Sverdlovsk Regional Museum of Local Lore (Kraevedcheski Muzey) is probably the largest Yekaterinburg. It has four halls which tell the history of the Urals from the ancient tribes to the Romanovs and Second World War. A new photo exhibition ‘Les Voyages in URSS’ tells about the so-called “Zastoy” era – years of stagnation in the USSR.
Jacques Dupaquier is a French photographer who visited the USSR during the times of Khruschev and Brezhnev. Dupaquier first came to the USSR in 1956 as a member of the Society of French-Soviet Friendship.
He took part in a car rally Paris-Tashkent with a stop in Sochi in 1964.
Finally, the French photographer travelled by Trans-Siberian railway from Vladivostok to Moscow in 1975. Has Russia changed since those days? You decide...
The exhibition ‘Les Voyages in URSS’ is open till 21st December 2011
Sverdlovsk Regional Museum of Local Lore is located in the centre next to the Iset Hotel. The museum has a hall of ancient history of the Urals with the Big Shigir Idol, the oldest wooden cult statue known in the world history (9.5 thousand years old).
Make sure you get to the Hall of the Romanovs on the top floor. It contains an interesting collection of letters, documents and personal belongings of the last Russian Tsar. The collection gives a better understanding of the unhappy events than a visit to Church on Blood or Ganina Yama Monastery
Address: Prospect Lenina 69\10
Tel: +7 (343)376-47-78
November 1st, 2011 - 21:34
I wish I was there to see it 🙁 but one day, I will go to that museum.

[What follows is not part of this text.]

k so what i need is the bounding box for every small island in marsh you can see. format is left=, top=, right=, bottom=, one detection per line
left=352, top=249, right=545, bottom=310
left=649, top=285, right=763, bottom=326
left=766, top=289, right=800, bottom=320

I keep thinking, that except for the picture of Lenin and the Kremlin in the background, that the people are young people everywhere. How different our history might have been if ordinary Americans and these ordinary Russians of the day could have met and talked. We would be more alike than different. But while Russia was under Stalin, in America anyone suspected of being a Communist or sympathetic to the USSR could lose their job or even go to prison. Such a waste.